Institute for Life Sciences/Electronics and Computer Sciences, University of Southampton, Southampton, (United Kingdom).
PLoS Comput Biol. 2020 Apr 13;16(4):e1006811. doi: 10.1371/journal.pcbi.1006811. eCollection 2020 Apr.
Cell differentiation in multicellular organisms requires cells to respond to complex combinations of extracellular cues, such as morphogen concentrations. Some models of phenotypic plasticity conceptualise the response as a relatively simple function of a single environmental cues (e.g. a linear function of one cue), which facilitates rigorous analysis. Conversely, more mechanistic models such those implementing GRNs allows for a more general class of response functions but makes analysis more difficult. Therefore, a general theory describing how cells integrate multi-dimensional signals is lacking. In this work, we propose a theoretical framework for understanding the relationships between environmental cues (inputs) and phenotypic responses (outputs) underlying cell plasticity.
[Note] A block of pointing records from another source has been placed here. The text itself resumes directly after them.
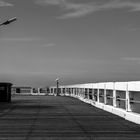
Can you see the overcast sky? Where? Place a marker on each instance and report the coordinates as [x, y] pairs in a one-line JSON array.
[[80, 41]]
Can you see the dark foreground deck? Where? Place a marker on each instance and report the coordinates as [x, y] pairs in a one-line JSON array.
[[61, 118]]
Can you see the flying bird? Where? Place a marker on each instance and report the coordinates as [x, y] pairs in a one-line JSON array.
[[8, 21]]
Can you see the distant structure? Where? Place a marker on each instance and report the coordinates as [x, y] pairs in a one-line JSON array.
[[5, 92]]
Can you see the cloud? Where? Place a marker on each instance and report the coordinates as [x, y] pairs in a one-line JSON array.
[[132, 59], [24, 39], [49, 2], [49, 45], [75, 10], [5, 4]]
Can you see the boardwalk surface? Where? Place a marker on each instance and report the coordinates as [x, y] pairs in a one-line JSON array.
[[61, 118]]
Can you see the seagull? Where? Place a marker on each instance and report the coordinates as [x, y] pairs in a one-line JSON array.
[[8, 21]]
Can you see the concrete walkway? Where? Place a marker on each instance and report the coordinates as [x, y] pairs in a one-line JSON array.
[[61, 118]]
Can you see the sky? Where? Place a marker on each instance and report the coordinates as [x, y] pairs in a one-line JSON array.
[[79, 41]]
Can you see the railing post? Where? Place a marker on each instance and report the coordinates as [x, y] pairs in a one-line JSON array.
[[128, 106], [105, 98], [98, 94], [114, 95]]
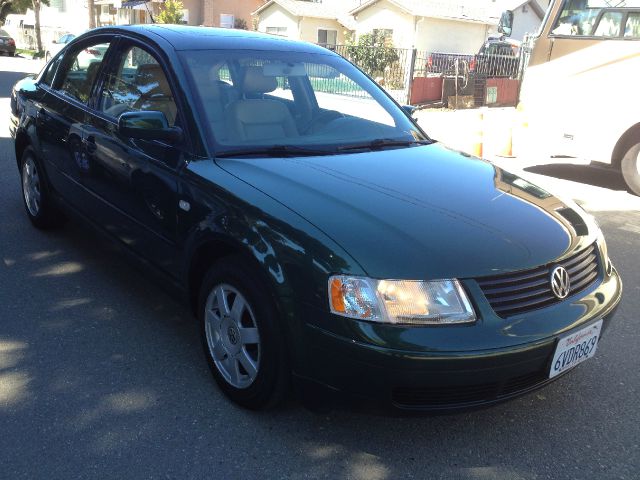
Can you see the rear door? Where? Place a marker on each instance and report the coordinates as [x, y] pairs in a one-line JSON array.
[[61, 116]]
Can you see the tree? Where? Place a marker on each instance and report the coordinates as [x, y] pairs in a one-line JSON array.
[[171, 12], [7, 6], [372, 53], [13, 6]]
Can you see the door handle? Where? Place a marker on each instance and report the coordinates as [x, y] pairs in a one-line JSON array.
[[90, 144], [41, 116]]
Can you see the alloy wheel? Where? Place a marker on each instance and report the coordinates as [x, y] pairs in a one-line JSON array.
[[31, 186], [232, 336]]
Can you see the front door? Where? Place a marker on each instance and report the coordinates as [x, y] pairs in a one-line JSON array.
[[136, 180]]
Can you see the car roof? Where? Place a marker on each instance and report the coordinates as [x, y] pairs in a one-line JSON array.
[[185, 37]]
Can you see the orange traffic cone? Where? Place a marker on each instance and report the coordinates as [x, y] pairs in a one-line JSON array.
[[476, 147]]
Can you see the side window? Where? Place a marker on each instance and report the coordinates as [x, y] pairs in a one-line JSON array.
[[138, 83], [80, 69], [576, 18], [47, 79], [632, 27], [609, 25]]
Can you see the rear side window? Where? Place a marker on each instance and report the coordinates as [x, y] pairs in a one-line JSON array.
[[80, 69], [632, 27], [139, 83]]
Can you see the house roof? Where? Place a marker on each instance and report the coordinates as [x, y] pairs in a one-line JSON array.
[[303, 9], [514, 5], [467, 10]]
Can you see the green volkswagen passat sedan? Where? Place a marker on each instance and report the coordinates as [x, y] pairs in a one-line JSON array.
[[321, 238]]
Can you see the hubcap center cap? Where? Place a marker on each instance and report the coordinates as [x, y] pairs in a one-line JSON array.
[[230, 335]]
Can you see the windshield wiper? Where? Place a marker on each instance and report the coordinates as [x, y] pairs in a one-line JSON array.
[[275, 151], [380, 143]]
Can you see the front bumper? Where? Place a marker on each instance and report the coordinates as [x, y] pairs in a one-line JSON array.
[[445, 380]]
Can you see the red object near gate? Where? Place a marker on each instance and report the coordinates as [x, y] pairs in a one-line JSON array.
[[426, 89]]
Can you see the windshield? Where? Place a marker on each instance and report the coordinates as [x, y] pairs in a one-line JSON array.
[[257, 100], [598, 18]]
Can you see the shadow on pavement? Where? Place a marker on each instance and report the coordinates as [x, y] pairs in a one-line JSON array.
[[589, 174]]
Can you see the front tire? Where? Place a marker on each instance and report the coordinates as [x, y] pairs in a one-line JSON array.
[[36, 195], [241, 335], [630, 167]]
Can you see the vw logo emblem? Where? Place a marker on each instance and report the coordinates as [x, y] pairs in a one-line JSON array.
[[233, 335], [560, 283]]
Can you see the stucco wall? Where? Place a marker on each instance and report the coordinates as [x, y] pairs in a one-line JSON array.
[[385, 15], [437, 35], [525, 21], [309, 29], [237, 8], [276, 16], [195, 11]]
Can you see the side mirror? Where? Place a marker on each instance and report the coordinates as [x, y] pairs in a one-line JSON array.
[[148, 125], [409, 110], [506, 23]]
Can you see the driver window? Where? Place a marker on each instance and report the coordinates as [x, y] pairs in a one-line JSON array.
[[339, 94], [80, 71], [609, 25], [138, 83]]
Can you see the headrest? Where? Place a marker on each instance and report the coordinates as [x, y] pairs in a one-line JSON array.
[[150, 73], [256, 82], [207, 82]]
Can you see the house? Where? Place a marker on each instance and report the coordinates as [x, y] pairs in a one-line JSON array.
[[431, 25], [230, 13], [527, 15], [456, 26], [314, 22]]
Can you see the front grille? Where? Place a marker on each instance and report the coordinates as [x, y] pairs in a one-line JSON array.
[[459, 396], [521, 292]]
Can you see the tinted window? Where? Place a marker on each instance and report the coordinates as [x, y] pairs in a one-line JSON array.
[[609, 25], [289, 98], [632, 27], [138, 83], [47, 79], [80, 70]]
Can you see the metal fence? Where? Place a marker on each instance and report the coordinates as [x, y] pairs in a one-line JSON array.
[[407, 73]]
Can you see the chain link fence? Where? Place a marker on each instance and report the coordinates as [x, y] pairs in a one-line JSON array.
[[411, 76]]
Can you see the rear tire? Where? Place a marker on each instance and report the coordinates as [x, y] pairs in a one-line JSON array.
[[36, 193], [630, 167], [241, 335]]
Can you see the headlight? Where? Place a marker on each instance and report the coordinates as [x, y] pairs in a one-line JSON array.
[[437, 302]]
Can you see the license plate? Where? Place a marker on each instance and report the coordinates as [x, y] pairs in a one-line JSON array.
[[575, 348]]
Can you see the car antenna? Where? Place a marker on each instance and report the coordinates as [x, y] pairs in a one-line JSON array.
[[153, 20]]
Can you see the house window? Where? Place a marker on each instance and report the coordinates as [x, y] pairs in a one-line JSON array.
[[227, 20], [282, 31], [383, 35], [327, 37]]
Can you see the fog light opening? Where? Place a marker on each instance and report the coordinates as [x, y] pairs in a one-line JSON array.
[[609, 268]]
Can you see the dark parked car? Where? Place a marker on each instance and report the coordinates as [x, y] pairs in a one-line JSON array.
[[498, 57], [7, 44], [319, 238]]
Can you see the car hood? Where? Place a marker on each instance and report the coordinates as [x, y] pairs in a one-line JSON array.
[[423, 212]]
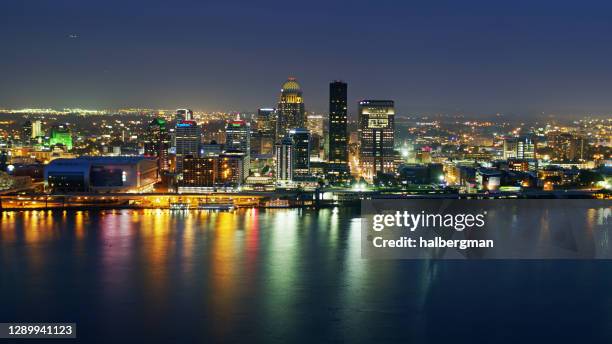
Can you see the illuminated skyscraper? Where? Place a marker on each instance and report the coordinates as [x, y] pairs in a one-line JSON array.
[[284, 160], [26, 132], [300, 138], [37, 129], [338, 136], [61, 135], [158, 142], [376, 137], [290, 109], [184, 115], [523, 147], [238, 137], [186, 140], [565, 146], [264, 132]]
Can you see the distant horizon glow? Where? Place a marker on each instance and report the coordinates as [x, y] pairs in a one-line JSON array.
[[476, 58]]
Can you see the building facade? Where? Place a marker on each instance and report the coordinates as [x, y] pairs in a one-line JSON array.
[[157, 143], [290, 110], [300, 139], [186, 141], [376, 137]]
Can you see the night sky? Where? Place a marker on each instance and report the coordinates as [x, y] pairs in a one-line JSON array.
[[472, 57]]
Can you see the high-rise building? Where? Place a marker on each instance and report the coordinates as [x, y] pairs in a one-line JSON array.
[[337, 154], [376, 137], [230, 168], [238, 137], [37, 129], [186, 141], [284, 157], [300, 138], [184, 115], [290, 111], [199, 171], [26, 132], [157, 143], [264, 132], [61, 135], [314, 124], [523, 147], [566, 146]]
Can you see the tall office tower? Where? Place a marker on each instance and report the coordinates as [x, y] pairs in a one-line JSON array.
[[37, 129], [314, 124], [26, 132], [157, 143], [265, 129], [60, 135], [238, 137], [566, 146], [284, 160], [301, 152], [376, 137], [523, 147], [337, 127], [186, 140], [526, 148], [184, 115], [510, 144], [290, 111], [199, 171], [230, 168]]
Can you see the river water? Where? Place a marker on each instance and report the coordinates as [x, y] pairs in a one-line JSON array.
[[285, 276]]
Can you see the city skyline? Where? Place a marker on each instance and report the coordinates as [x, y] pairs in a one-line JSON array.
[[477, 57]]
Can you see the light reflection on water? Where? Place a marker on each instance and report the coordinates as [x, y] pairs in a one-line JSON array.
[[276, 275]]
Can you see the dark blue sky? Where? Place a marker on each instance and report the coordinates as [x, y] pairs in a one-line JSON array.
[[474, 57]]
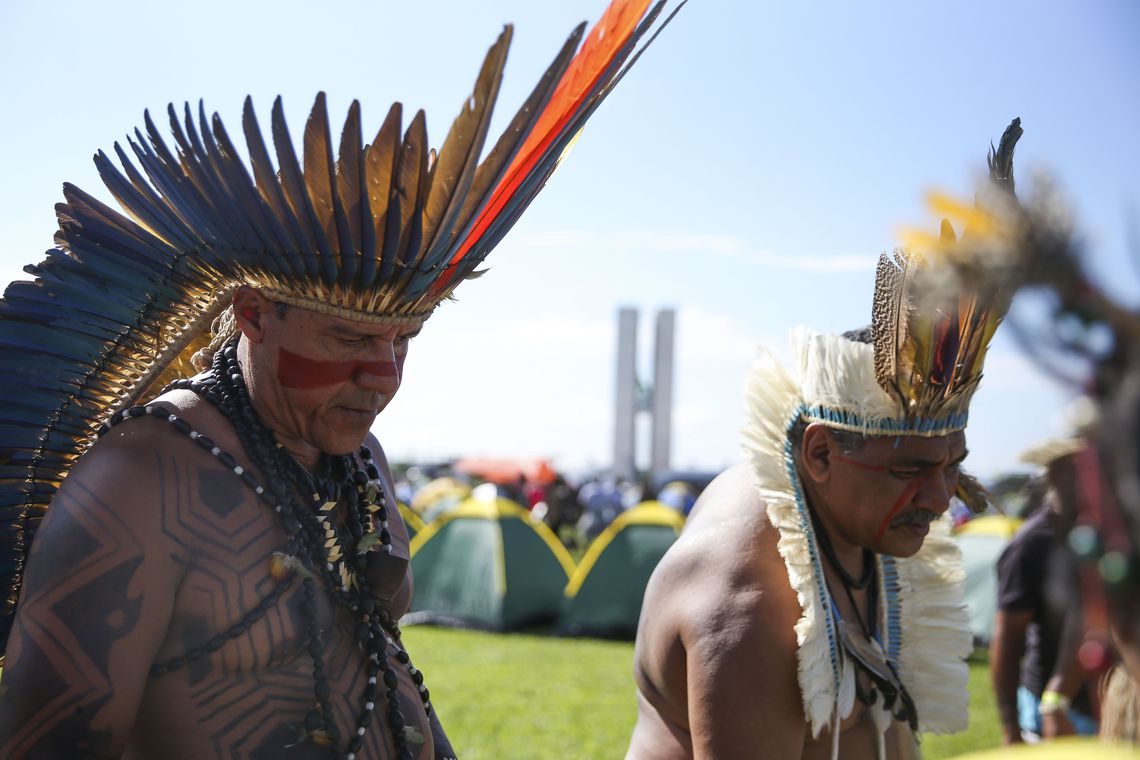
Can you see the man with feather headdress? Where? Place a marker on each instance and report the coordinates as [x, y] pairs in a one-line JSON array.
[[221, 572], [813, 605]]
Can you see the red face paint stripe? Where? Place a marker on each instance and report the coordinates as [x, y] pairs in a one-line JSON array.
[[301, 373], [903, 499]]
We describe the relationship between environment and cell phenotype using logical functions, making the evolution of cell plasticity equivalent to a simple categorisation learning task. This abstraction allows us to apply principles derived from learning theory to understand the evolution of multi-dimensional plasticity. Our results show that natural selection is capable of discovering adaptive forms of cell plasticity associated with complex logical functions. However, developmental dynamics cause simpler functions to evolve more readily than complex ones. By using conceptual tools derived from learning theory we show that this developmental bias can be interpreted as a learning bias in the acquisition of plasticity functions. Because of that bias, the evolution of plasticity enables cells, under some circumstances, to display appropriate plastic responses to environmental conditions that they have not experienced in their evolutionary past. This is possible when the selective environment mirrors the bias of the developmental dynamics favouring the acquisition of simple plasticity functions-an example of the necessary conditions for generalisation in learning systems. These results illustrate the functional parallelisms between learning in neural networks and the action of natural selection on environmentally sensitive gene regulatory networks. This offers a theoretical framework for the evolution of plastic responses that integrate information from multiple cues, a phenomenon that underpins the evolution of multicellularity and developmental robustness.
多细胞生物中的细胞分化要求细胞对复杂的细胞外信号组合(例如形态发生素浓度)做出反应。一些表型可塑性模型将这种反应概念化为对单一环境线索的相对简单的函数(例如,一个线索的线性函数),这便于进行严格的分析。相反,更具机制性的模型,如实现基因调控网络的模型,允许更一般的反应函数类,但使分析更加困难。因此,缺乏描述细胞如何整合多维信号的一般理论。在这项工作中,我们提出了一个理论框架,用于理解细胞可塑性的基础上环境线索(输入)和表型反应(输出)之间的关系。我们使用逻辑函数来描述环境和细胞表型之间的关系,使细胞可塑性的进化等同于一个简单的分类学习任务。这种抽象允许我们应用从学习理论中得出的原则来理解多维可塑性的进化。我们的结果表明,自然选择能够发现与复杂逻辑函数相关的适应性细胞可塑性形式。然而,发育动态导致更简单的函数比复杂的函数更容易进化。通过使用从学习理论中得出的概念工具,我们表明这种发育偏差可以被解释为在获得可塑性函数时的学习偏差。由于这种偏差,可塑性的进化使得细胞在某些情况下能够对它们在进化历史中没有经历过的环境条件表现出适当的可塑性反应。当选择环境反映出有利于获得简单可塑性函数的发育动态的偏差时,就可以实现这种情况,这是学习系统中泛化的必要条件的一个例子。这些结果说明了神经网络学习和自然选择对环境敏感的基因调控网络的作用之间的功能平行性。这为整合来自多个线索的信息的可塑性反应的进化提供了一个理论框架,这是多细胞性和发育稳健性进化的基础。